Taylor Series Expansion for $\frac1{(1+z^2)}$

Question

Given $f(z) = \frac{1}{1+z^2}$, I want to find the Taylor series of $f(z)$ about $z_0 = 0$. Intuitively, and based on the formation of a standard power series I have $f(z) = \sum (-1)^n(z^2)^n$. What I need now is to find the power series for $(\frac{1}{1+z^2})^2$ and $(\frac{1}{1+z^2})^3$. I assume I'll need to use partial fractions here but I'm a little stuck at the start.

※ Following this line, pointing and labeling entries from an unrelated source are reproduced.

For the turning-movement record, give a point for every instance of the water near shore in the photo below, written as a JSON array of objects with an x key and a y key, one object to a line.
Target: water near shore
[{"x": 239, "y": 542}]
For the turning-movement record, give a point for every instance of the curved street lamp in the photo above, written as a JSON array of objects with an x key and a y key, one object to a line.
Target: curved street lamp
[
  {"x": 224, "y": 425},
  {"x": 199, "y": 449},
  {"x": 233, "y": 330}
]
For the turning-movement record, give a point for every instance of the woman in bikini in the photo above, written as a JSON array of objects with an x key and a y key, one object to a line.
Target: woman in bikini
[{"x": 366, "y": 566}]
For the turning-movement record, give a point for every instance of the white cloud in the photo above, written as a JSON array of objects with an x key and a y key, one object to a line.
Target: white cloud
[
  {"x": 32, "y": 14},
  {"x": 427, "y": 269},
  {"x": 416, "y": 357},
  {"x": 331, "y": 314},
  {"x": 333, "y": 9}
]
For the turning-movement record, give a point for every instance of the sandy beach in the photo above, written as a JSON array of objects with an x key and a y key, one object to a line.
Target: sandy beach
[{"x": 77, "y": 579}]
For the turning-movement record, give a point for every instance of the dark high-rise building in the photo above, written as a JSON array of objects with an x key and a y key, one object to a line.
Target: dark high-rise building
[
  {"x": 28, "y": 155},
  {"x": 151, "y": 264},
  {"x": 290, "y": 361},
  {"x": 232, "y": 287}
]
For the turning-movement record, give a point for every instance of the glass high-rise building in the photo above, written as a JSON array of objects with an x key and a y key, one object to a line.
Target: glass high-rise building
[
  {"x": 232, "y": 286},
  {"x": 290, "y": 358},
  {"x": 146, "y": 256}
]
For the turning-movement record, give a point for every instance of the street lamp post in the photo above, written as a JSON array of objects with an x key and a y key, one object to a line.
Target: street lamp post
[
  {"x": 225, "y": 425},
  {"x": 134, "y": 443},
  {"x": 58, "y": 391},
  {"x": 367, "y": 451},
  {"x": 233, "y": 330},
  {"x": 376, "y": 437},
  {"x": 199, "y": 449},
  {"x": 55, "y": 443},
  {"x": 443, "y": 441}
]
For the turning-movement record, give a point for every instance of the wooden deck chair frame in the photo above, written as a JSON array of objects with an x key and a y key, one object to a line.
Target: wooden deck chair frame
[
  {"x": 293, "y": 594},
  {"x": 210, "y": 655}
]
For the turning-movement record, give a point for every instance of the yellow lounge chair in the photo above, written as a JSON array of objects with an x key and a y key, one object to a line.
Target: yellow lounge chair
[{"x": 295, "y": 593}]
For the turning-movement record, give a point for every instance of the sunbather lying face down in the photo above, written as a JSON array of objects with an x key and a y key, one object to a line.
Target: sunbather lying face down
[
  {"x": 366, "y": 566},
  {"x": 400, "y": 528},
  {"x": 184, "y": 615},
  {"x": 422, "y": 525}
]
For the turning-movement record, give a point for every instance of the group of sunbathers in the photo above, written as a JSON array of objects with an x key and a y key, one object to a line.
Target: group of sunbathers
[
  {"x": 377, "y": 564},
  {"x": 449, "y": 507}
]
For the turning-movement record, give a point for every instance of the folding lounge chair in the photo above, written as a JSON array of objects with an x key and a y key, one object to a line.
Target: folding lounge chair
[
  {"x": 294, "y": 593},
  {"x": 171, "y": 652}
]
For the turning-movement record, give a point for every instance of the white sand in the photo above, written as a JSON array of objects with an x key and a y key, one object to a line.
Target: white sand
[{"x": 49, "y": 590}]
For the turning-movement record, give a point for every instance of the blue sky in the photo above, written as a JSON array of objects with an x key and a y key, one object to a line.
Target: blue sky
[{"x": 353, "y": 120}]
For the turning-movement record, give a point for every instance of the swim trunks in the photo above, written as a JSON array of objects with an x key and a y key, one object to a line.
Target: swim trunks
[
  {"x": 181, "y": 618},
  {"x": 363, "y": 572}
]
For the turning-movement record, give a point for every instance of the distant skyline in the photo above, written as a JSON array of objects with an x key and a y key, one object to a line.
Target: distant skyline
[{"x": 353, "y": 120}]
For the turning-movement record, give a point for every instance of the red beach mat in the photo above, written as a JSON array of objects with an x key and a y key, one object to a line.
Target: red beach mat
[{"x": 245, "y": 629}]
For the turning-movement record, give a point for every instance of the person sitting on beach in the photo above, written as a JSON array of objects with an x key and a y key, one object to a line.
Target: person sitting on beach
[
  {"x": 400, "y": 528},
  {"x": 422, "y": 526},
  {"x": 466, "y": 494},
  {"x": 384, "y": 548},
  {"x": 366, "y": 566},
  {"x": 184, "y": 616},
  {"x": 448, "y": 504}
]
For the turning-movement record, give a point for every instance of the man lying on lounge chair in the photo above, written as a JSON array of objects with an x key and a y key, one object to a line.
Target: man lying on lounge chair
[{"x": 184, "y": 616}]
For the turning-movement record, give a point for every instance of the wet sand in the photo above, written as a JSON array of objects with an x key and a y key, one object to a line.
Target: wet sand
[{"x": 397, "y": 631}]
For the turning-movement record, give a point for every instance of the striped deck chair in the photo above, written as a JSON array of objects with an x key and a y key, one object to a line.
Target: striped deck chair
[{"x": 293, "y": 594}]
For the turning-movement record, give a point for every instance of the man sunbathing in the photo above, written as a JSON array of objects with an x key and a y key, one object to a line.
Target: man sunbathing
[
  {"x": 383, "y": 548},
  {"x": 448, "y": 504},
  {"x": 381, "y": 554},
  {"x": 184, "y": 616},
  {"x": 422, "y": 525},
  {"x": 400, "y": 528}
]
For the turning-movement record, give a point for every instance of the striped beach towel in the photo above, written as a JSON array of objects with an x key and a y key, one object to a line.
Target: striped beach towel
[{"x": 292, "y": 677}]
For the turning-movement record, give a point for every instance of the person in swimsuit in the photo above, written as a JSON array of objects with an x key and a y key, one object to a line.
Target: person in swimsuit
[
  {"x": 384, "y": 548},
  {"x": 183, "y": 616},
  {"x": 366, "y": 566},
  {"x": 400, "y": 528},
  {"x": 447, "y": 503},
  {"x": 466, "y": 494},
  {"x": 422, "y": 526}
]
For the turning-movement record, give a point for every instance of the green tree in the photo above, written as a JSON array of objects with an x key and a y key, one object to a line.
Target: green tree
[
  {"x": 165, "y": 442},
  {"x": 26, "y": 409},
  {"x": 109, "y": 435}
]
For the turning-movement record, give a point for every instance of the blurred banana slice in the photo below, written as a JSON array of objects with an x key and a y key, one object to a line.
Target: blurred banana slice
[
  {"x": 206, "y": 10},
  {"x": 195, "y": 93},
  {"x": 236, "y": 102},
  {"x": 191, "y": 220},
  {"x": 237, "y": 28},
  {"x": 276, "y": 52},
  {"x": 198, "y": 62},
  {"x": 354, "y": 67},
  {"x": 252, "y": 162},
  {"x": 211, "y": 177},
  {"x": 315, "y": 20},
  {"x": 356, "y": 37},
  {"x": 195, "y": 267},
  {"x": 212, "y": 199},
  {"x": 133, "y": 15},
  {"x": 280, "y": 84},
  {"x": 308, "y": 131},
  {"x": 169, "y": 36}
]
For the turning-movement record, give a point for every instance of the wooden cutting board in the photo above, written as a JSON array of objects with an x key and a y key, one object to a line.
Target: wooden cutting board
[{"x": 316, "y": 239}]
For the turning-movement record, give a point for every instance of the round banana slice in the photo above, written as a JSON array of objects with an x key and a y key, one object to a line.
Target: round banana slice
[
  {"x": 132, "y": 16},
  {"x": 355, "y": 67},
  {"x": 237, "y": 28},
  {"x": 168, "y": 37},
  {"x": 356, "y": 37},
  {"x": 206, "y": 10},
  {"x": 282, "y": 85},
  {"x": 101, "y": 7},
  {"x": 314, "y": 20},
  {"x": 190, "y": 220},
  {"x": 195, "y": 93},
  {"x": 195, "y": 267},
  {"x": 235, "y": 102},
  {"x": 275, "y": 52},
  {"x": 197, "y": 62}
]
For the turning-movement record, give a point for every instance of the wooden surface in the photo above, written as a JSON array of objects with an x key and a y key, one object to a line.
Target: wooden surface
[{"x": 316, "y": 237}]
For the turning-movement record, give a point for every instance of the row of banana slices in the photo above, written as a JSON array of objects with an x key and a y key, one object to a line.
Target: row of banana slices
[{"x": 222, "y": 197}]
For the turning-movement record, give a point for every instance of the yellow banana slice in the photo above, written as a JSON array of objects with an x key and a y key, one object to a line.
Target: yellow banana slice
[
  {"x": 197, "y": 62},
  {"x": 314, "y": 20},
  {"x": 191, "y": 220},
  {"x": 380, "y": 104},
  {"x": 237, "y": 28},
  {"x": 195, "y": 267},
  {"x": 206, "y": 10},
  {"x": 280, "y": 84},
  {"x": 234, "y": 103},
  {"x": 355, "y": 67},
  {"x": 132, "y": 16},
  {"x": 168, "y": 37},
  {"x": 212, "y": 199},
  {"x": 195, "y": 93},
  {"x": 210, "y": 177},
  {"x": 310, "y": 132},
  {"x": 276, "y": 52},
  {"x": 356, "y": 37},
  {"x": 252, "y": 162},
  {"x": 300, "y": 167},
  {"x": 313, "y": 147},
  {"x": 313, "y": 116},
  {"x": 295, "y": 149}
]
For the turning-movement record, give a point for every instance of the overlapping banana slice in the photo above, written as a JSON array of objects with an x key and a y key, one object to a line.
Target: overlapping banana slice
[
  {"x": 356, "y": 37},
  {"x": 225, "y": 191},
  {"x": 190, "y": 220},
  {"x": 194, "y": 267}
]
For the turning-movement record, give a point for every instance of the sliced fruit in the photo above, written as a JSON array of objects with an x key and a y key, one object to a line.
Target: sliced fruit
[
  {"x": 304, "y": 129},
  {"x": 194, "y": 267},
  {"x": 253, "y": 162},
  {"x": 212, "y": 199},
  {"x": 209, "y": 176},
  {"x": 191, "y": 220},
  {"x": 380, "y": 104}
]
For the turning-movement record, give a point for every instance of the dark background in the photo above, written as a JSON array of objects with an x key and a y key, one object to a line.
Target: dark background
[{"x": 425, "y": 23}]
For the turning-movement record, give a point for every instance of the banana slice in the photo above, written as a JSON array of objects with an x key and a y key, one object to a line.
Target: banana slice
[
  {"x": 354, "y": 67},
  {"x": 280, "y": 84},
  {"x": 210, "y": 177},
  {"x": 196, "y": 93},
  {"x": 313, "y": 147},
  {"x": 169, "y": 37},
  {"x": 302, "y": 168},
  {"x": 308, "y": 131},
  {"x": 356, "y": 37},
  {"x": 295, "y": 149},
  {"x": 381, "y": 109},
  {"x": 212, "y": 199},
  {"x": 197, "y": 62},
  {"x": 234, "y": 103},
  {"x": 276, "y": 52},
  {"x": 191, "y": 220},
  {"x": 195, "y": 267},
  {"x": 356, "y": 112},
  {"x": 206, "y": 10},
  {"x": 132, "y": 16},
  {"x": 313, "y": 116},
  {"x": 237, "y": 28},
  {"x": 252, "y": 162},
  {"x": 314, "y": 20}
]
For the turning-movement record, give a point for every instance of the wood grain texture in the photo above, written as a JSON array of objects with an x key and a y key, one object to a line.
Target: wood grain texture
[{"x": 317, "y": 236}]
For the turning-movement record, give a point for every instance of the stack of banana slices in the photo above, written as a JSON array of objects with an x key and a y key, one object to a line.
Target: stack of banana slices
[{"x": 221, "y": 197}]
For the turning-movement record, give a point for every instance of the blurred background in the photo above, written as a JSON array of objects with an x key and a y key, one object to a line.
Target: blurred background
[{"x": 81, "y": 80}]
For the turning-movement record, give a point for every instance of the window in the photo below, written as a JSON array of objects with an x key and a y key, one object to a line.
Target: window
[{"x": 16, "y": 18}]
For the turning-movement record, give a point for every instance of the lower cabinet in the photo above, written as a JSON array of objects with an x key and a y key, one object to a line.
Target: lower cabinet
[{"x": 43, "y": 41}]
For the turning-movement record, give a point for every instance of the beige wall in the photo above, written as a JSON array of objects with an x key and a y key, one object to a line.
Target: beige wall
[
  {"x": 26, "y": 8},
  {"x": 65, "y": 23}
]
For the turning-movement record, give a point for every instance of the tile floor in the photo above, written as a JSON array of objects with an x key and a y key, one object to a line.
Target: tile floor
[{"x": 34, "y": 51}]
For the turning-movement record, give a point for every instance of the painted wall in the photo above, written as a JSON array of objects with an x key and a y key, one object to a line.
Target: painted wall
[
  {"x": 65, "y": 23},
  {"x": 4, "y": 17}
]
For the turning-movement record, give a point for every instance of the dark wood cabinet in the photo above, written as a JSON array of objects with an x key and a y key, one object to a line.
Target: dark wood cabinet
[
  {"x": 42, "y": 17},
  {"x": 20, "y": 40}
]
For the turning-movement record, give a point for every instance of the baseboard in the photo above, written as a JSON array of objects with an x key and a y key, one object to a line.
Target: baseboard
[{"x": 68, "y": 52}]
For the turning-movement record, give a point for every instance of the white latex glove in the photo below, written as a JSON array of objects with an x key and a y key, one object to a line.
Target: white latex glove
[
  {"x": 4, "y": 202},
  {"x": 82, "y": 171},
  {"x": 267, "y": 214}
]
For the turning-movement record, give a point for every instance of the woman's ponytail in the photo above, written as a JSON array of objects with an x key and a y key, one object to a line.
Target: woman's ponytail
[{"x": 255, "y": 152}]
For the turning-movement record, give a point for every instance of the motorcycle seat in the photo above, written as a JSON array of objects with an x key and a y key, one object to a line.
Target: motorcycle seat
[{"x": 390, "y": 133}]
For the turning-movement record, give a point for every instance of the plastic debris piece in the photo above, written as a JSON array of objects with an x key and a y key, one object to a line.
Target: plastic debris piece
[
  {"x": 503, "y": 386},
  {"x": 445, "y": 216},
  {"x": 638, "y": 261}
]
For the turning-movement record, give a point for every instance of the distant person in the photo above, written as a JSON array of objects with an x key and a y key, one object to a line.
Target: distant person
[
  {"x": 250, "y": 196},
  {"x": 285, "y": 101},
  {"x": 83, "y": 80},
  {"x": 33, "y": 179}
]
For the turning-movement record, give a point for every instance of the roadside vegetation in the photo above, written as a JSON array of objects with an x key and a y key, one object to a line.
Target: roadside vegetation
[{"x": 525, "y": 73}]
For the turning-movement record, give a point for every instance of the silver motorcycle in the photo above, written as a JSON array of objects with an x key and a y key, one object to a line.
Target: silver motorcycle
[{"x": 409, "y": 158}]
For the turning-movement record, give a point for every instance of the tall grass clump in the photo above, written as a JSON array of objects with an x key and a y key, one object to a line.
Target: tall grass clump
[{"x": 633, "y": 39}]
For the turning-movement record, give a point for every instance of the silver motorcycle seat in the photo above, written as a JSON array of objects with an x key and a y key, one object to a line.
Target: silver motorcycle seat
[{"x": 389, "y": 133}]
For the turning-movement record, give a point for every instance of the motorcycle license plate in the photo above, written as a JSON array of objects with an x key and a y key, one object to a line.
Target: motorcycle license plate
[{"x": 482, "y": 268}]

Tips would be appreciated.

Answer 1

$$1/(1+z^2) = \sum_{n=0}^\infty z^{2n} (-1)^n$$

$$1/(1+z^2)^2 = \sum_{n=0}^\infty (z+1)z^{2n} (-1)^n$$

Answer 2

Hint: the derivative of $$ x\to \frac1{1+x^2} $$ is$$x\to -2x\times \frac{1}{(1+x^2)^2} $$

and the derivative of $$ x\to \frac1{(1+x^2)^2} $$ is$$x\to -2\times 2x\frac{1}{(1+x^2)^3} $$

Answer 3

Let $$\frac{1}{(1+z^2)^2}=\sum_{n=0}^{\infty}a_nz^n$$ then:

$$(1+z^2)\frac{1}{(1+z^2)^2}=(1+z^2)\sum_{n=0}^{\infty}a_nz^n=\sum_{n=0}^{\infty}a_nz^n+a_nz^{n+2}$$

You can write it also as (let $a_{-1}=a_{-2}=0$):

$$\sum_{n=0}^{\infty}a_nz^n+a_nz^{n+2}=\sum_{n=0}^{\infty}(a_n+a_{n-2})z^n$$

But you know that

$$\frac{1}{(1+z^2)}=\sum_{n=0}^{\infty}a_nz^n+a_nz^{n+2}=\sum_{n=0}^{\infty}b_nz^n$$

So finally you have $b_n=a_{n}+a_{n-2}$.